AI & ML

Gemini Embedding 2: Our first natively multimodal embedding model

May 2026 8 min read

Today we released Gemini Embedding 2, our first fully multimodal embedding model based on the Gemini architecture, in public preview via the Gemini API and Vertex AI.

Expanding on our previous text-only foundation, Gemini Embedding 2 maps text, images, videos, audio, and documents into a single, unified embedding space and captures semantic intent in over 100 languages. This simplifies complex processes and improves a wide variety of downstream multimodal tasks, from retrieval augmented generation (RAG) and semantic search to sentiment analysis and data clustering.

New flexible production modalities and dimensions

The model is based on Gemini and leverages its enhanced multimodal understanding capabilities to create high-quality embeddings in:

- Text: Supports expansive context of up to 8192 input tokens

- Images: capable of processing up to 6 images per request, compatible with PNG and JPEG formats

- Videos: supports up to 120 seconds of video input in MP4 and MOV formats

- Audio: natively ingest and embed audio data without the need for intermediate text transcriptions

- Documents: Directly embed PDF files up to 6 pages

Beyond processing one modality at a time, this model natively understands interleaved input so that it can pass multiple input modalities (e.g. image + text) in a single request. This allows the model to capture the complex and nuanced relationships between different types of media, allowing for a more accurate understanding of complex real-world data.

Like our previous embedding models, Gemini Embedding 2 incorporates Matryoshka Representation Learning (MRL), a technique that "nests" information by dynamically reducing dimensions. This allows flexible output dimensions that are reduced from the default 3072 so developers can balance performance and storage costs. We recommend using dimensions 3072, 1536, 768 for maximum quality.

To see these additions in action, try our lightweight multimodal semantic search demo.
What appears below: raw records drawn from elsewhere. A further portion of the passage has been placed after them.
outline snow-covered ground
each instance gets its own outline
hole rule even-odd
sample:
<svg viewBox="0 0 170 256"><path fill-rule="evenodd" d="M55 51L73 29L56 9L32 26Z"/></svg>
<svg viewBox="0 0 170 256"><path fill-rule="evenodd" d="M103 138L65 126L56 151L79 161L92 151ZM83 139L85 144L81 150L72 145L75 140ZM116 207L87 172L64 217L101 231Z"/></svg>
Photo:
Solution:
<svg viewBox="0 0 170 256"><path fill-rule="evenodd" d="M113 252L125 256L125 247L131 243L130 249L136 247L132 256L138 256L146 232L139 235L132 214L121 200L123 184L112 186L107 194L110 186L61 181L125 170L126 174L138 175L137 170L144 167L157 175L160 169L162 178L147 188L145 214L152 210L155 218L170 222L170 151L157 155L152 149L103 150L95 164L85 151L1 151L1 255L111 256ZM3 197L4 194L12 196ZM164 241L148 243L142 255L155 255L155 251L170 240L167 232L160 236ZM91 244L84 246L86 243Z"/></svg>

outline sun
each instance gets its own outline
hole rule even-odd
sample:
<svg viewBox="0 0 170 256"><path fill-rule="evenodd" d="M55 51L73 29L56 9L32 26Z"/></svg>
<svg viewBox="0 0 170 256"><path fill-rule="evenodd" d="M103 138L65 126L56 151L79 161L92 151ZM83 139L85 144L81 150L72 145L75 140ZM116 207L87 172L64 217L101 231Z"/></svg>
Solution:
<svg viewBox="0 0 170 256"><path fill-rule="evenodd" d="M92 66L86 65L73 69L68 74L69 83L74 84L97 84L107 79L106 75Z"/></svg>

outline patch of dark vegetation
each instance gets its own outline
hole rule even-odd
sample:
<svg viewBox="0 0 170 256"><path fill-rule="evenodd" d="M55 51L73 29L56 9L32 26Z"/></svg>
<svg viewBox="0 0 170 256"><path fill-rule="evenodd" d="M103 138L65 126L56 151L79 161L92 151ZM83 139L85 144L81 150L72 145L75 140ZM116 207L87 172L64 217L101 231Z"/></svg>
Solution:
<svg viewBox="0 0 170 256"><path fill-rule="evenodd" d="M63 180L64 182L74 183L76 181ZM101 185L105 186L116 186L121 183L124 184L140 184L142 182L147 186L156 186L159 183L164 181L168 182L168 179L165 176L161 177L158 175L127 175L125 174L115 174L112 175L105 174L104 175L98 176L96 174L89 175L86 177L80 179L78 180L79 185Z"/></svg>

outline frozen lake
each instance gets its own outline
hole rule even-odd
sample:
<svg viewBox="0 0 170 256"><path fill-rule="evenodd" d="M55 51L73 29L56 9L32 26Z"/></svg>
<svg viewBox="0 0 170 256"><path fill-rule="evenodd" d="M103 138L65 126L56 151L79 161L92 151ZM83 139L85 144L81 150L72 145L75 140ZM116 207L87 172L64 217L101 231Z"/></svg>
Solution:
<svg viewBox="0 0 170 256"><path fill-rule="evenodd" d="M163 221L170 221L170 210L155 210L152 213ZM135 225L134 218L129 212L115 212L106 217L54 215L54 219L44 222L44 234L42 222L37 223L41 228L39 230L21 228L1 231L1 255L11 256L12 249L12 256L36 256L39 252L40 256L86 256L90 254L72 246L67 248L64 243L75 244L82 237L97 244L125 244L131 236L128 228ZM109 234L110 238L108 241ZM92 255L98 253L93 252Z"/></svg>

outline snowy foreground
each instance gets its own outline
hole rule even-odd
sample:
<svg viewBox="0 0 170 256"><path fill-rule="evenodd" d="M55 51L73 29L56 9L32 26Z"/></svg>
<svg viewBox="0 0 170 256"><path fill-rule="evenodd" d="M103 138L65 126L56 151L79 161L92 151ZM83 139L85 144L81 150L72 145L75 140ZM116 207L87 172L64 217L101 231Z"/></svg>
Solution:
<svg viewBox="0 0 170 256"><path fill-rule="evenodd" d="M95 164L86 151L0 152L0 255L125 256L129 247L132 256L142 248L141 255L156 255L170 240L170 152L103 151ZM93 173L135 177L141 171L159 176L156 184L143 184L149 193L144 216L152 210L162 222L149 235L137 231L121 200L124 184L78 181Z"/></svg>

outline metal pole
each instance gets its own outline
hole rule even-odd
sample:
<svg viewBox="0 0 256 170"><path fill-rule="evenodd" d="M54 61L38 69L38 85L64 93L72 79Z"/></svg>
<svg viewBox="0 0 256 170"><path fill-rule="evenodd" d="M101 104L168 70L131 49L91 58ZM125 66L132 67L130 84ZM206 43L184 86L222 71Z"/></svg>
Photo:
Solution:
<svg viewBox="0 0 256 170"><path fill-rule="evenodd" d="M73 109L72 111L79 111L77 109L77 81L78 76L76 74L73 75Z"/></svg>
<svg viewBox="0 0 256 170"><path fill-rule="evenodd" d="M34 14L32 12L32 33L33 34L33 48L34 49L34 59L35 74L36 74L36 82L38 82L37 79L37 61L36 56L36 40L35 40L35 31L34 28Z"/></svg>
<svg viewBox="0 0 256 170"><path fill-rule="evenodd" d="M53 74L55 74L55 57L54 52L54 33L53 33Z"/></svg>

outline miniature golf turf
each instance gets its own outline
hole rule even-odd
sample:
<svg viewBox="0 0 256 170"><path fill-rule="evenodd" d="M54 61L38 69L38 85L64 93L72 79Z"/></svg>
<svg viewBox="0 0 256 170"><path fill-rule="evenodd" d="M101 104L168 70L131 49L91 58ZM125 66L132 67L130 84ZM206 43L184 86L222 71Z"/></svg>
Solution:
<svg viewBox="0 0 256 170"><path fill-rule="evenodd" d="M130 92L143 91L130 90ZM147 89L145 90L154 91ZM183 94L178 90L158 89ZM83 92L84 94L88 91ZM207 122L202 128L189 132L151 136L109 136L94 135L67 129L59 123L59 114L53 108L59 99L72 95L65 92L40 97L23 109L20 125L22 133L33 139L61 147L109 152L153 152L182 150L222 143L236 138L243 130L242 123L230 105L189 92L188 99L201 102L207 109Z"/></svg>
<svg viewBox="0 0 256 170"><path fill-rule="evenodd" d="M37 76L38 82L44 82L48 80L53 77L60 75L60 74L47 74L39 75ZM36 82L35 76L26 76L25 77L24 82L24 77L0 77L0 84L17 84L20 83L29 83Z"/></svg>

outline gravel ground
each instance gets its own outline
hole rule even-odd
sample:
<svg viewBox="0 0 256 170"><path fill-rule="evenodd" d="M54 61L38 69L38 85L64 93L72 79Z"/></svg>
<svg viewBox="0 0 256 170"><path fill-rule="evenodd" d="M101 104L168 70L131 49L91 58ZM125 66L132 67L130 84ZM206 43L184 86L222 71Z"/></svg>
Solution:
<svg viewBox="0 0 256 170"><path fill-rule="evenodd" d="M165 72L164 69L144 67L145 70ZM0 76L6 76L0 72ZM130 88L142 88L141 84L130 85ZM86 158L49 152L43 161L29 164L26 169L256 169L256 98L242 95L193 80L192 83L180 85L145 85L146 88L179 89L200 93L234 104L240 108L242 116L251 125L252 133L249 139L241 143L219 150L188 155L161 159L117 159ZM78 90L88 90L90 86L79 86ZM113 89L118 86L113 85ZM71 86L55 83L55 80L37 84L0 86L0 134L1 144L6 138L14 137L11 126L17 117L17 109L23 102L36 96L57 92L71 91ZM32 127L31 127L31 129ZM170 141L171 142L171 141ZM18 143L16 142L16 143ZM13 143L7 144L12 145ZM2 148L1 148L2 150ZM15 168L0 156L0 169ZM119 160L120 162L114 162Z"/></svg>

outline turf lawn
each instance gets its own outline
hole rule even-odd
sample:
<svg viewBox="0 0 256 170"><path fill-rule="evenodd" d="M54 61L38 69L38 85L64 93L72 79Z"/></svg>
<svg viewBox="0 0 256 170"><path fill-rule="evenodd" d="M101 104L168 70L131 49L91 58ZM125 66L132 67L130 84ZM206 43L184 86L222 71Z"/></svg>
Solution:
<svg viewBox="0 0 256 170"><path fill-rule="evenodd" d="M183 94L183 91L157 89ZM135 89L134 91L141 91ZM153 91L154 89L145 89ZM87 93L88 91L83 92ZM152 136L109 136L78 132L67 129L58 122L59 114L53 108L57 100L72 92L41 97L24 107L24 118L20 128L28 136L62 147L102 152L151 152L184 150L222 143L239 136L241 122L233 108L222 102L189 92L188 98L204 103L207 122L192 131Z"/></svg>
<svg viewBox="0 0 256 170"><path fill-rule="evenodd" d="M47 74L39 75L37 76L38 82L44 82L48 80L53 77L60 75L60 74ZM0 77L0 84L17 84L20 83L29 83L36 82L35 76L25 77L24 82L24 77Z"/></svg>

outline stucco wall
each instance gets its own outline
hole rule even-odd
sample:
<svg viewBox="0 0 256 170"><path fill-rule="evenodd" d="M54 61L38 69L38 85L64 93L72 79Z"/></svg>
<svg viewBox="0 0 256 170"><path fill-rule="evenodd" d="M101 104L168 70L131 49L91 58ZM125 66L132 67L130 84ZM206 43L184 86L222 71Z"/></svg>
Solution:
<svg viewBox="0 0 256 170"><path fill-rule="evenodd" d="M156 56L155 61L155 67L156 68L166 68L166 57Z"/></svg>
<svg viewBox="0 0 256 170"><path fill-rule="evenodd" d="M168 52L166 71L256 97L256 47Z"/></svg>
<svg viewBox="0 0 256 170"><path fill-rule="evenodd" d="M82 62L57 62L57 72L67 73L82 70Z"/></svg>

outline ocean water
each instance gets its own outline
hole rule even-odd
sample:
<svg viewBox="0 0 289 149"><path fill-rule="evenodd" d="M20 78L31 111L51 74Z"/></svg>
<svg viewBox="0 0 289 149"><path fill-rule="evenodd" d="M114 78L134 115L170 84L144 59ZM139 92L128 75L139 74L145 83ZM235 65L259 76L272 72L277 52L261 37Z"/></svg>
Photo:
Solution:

Next-generation performance

Gemini Embedding 2 doesn't just improve legacy models. It sets a new performance standard for multimodal depth, features robust voice capabilities, and outperforms leading models in text, image, and video tasks. This measurable improvement and unique multi-modal coverage give developers exactly what they need for their diverse integration needs.

Discovering deeper meaning for data

Embeds are the technology that powers experiences in many Google products. From RAG, where embeddings can play a crucial role in context engineering, to large-scale data management and classic search/analysis, some of our early access partners are already using Gemini Embedding 2 to unlock high-value multimodal applications:

Start building today

Get started with the Gemini Embedding 2 model via Gemini API or Vertex AI.

from google import genai

from google.genai import types

# For Vertex AI:

# PROJECT_ID='<add_here>'

# client = genai.Client(vertexai=True, project=PROJECT_ID, location='us-central1')

client = genai.Client()

with open("example.png", "rb") as f:

image_bytes = f.read()

with open("sample.mp3", "rb") as f:

audio_bytes = f.read()

# Insert text, image and audio

result = client.models.embed_content(

model="gemini-embed-2-preview",

content=[

"What is the meaning of life?"

types.Part.of_bytes(

data = image_bytes,

mime_type="image/png",

types.Part.of_bytes(

data = audio_bytes,

mime_type="audio/mpeg",

)

print(result.embedding)

Learn how to use the model in our Gemini API and Vertex AI Colab interactive notebooks. You can also use it through LangChain, LlamaIndex, Haystack, Weaviate, QDrant, ChromaDB and Vector Search.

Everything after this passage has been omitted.